The calculation is called simple because it follows directly from the definitions above. Simple means more like "follows directly from definition without fancy math tricks", not " everyone who can read could solve this in 10 minutes".
I think this is also mostly math related, not physics?
Reinforcement learning is a machine learning (ML) technique (“AI” in layman terms) for optimizing neural networks and other types of non-linear models.
As far as ML math goes, this is fairly tame. It looks complicated, but is spelled out clearly in the paper. A lot of these kind of theoretical papers — things that would get published in Automatica — are going to lean very heavy on math.
Source: PhD in Computer Science with dissertation using neural networks.
That's what my son's homework from university looks like.
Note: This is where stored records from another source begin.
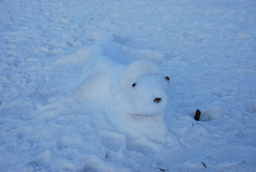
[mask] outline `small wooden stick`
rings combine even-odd
[[[159,169],[159,170],[160,170],[161,171],[163,171],[163,172],[165,172],[165,170],[163,170],[163,169],[161,169],[161,168],[158,168],[158,169]]]
[[[196,110],[196,114],[195,115],[195,118],[194,119],[196,121],[199,121],[199,118],[200,118],[200,115],[201,115],[201,111],[200,111],[198,109]]]

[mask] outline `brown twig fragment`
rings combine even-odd
[[[204,163],[204,162],[202,162],[202,163],[203,163],[203,164],[204,164],[204,167],[205,167],[205,168],[206,168],[206,166]]]

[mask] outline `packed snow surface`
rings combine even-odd
[[[256,8],[0,1],[0,171],[256,171]]]

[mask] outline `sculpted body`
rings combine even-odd
[[[98,106],[103,107],[110,122],[134,136],[156,139],[166,134],[163,118],[169,77],[146,60],[121,63],[124,49],[112,44],[99,43],[92,48],[80,93],[94,105],[102,104]]]

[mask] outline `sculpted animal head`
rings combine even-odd
[[[120,110],[127,113],[162,114],[168,102],[169,80],[155,64],[146,60],[136,61],[120,78],[119,95],[114,96],[119,97],[116,100],[122,106]]]

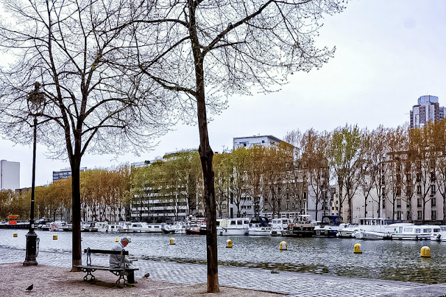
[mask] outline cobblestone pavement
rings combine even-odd
[[[0,263],[22,262],[24,250],[0,248]],[[38,262],[59,267],[71,266],[71,254],[40,252]],[[84,259],[84,261],[85,259]],[[93,264],[108,265],[108,258],[95,255]],[[136,277],[151,273],[154,280],[194,284],[206,282],[205,265],[139,259]],[[428,285],[413,282],[348,278],[310,273],[219,266],[221,285],[282,293],[295,296],[440,296],[446,294],[446,284]]]

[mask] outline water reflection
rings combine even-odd
[[[17,238],[13,234],[16,231]],[[0,230],[0,247],[24,250],[26,230]],[[41,251],[71,251],[70,232],[38,231]],[[109,249],[123,234],[83,233],[82,248]],[[176,245],[169,244],[171,235],[131,234],[131,254],[141,259],[206,264],[206,236],[174,236]],[[294,238],[270,236],[231,236],[233,247],[226,248],[227,236],[218,237],[220,265],[259,268],[286,271],[329,274],[349,277],[377,278],[428,284],[445,282],[446,243],[406,241],[359,241],[339,238]],[[282,241],[288,250],[279,250]],[[353,254],[356,243],[363,254]],[[422,258],[420,250],[431,247],[432,257]]]

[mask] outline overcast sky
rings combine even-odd
[[[326,17],[317,39],[336,46],[321,69],[295,73],[280,92],[230,98],[229,107],[213,116],[209,137],[214,151],[232,148],[233,137],[271,135],[314,128],[331,131],[357,124],[372,130],[409,121],[409,111],[423,95],[446,105],[446,1],[350,1],[341,14]],[[1,62],[0,62],[1,63]],[[140,156],[85,155],[82,167],[109,167],[153,160],[166,152],[197,148],[197,126],[180,125]],[[66,160],[47,159],[38,146],[36,185],[52,181],[52,172]],[[31,186],[32,147],[0,138],[0,160],[20,162],[20,187]]]

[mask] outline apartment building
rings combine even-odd
[[[410,128],[421,128],[430,121],[436,121],[446,116],[446,109],[440,107],[438,97],[430,95],[418,98],[418,104],[410,111]]]
[[[20,188],[20,163],[0,160],[0,190]]]

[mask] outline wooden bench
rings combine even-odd
[[[124,250],[93,250],[89,247],[84,250],[84,252],[86,254],[86,265],[75,265],[75,267],[78,268],[83,272],[86,273],[86,274],[84,277],[84,281],[94,281],[95,276],[93,275],[93,273],[95,271],[108,271],[115,275],[119,276],[118,280],[116,280],[116,284],[121,284],[121,281],[122,280],[124,285],[134,284],[134,278],[132,277],[129,280],[128,275],[130,273],[139,270],[139,268],[125,267],[124,259],[125,256],[128,255],[128,251]],[[121,263],[119,264],[119,268],[111,268],[110,267],[107,266],[92,265],[91,254],[119,254],[121,255]],[[131,275],[133,276],[133,274],[132,273]],[[90,279],[89,279],[89,276],[90,277]]]

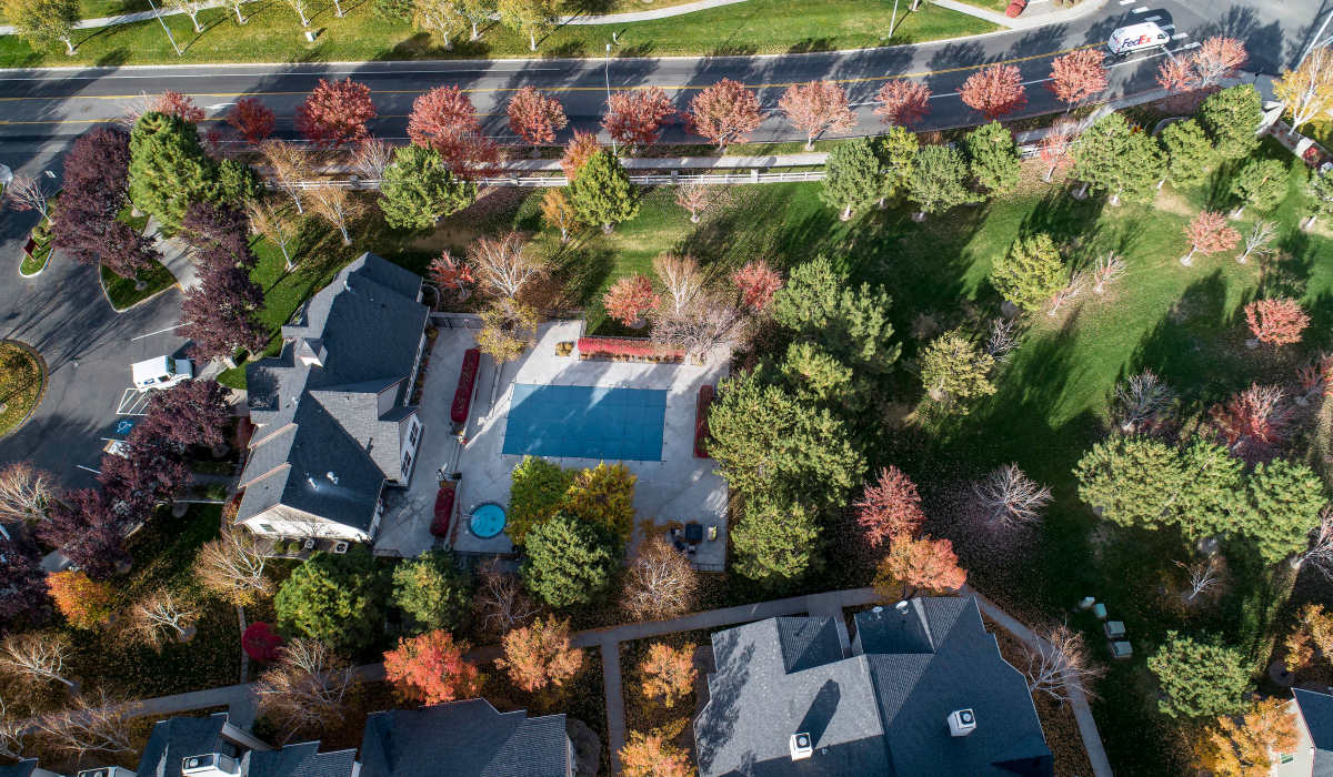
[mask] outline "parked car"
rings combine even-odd
[[[183,380],[195,377],[195,365],[188,359],[172,359],[171,356],[157,356],[136,361],[129,367],[133,376],[135,388],[140,393],[171,388]]]

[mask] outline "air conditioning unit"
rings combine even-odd
[[[181,758],[180,773],[183,777],[235,777],[240,769],[231,756],[205,753]]]

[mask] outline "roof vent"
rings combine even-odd
[[[977,730],[977,714],[970,709],[956,709],[949,713],[949,736],[965,737]]]
[[[792,734],[788,746],[792,749],[793,761],[804,761],[814,754],[814,745],[810,742],[810,734],[805,732]]]

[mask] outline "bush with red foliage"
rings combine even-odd
[[[472,387],[477,383],[477,365],[481,364],[481,351],[469,348],[463,353],[463,369],[459,371],[459,388],[453,392],[453,406],[449,417],[455,424],[468,420],[468,409],[472,406]]]
[[[647,339],[635,337],[580,337],[580,359],[612,359],[629,356],[633,359],[655,359],[680,361],[685,352],[670,345],[660,345]]]
[[[245,626],[241,634],[241,649],[252,661],[272,664],[277,661],[279,649],[283,646],[283,636],[273,630],[273,626],[264,621],[256,621]]]
[[[708,458],[708,409],[713,406],[713,387],[698,387],[698,405],[694,410],[694,457]]]

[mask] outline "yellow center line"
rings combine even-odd
[[[1052,51],[1046,53],[1036,53],[1025,57],[1013,57],[1008,60],[1000,60],[994,63],[982,63],[978,65],[960,65],[956,68],[945,68],[940,71],[921,71],[916,73],[896,73],[884,76],[860,76],[854,79],[825,79],[834,84],[864,84],[873,81],[892,81],[896,79],[926,79],[930,76],[942,76],[948,73],[962,73],[966,71],[980,71],[994,65],[1012,65],[1018,63],[1026,63],[1046,57],[1057,57],[1066,55],[1073,51],[1096,48],[1100,43],[1089,43],[1084,45],[1076,45],[1073,48],[1064,48],[1060,51]],[[169,77],[169,76],[168,76]],[[784,89],[786,87],[794,87],[797,84],[804,84],[806,81],[784,81],[772,84],[745,84],[750,89]],[[668,92],[688,92],[692,89],[706,89],[712,84],[678,84],[672,87],[663,87],[660,84],[644,84],[640,87],[621,87],[620,91],[636,91],[636,89],[652,89],[653,87],[660,87]],[[473,87],[469,89],[463,89],[469,93],[488,93],[488,92],[517,92],[521,87]],[[544,92],[605,92],[605,87],[551,87],[543,89]],[[372,95],[420,95],[424,89],[372,89]],[[193,97],[284,97],[293,95],[308,95],[309,92],[189,92]],[[69,95],[64,97],[0,97],[0,103],[16,103],[24,100],[137,100],[143,95]],[[101,121],[100,119],[87,119],[80,121]],[[28,121],[0,121],[0,124],[32,124]],[[57,124],[57,121],[39,121],[36,124]]]

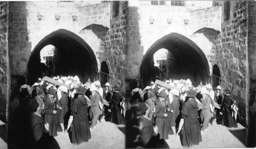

I've done the same stuff about 35 years ago, but as I never used advanced algebra and analysis for my job, I've basically forgotten most of it.
At least I know roughly what my son is talking about. My wife (language teacher of German and English) is completly lost.
I think it says "simple" as due to not discourage the reader, 'cause it's probably a simple substitution in context which just looks complicated at first glance.
[rant] . All authors that often say things like : "we can simply do this or that" ... for me, is dismissive humble bragging. And, if they really wanted to encourage readers they would say : "in the following equation we used substitution" ... something descriptive.
Every time we study a new subject it is always difficult at first and seeing someone bragging, saying it is simple for them, is never encouraging.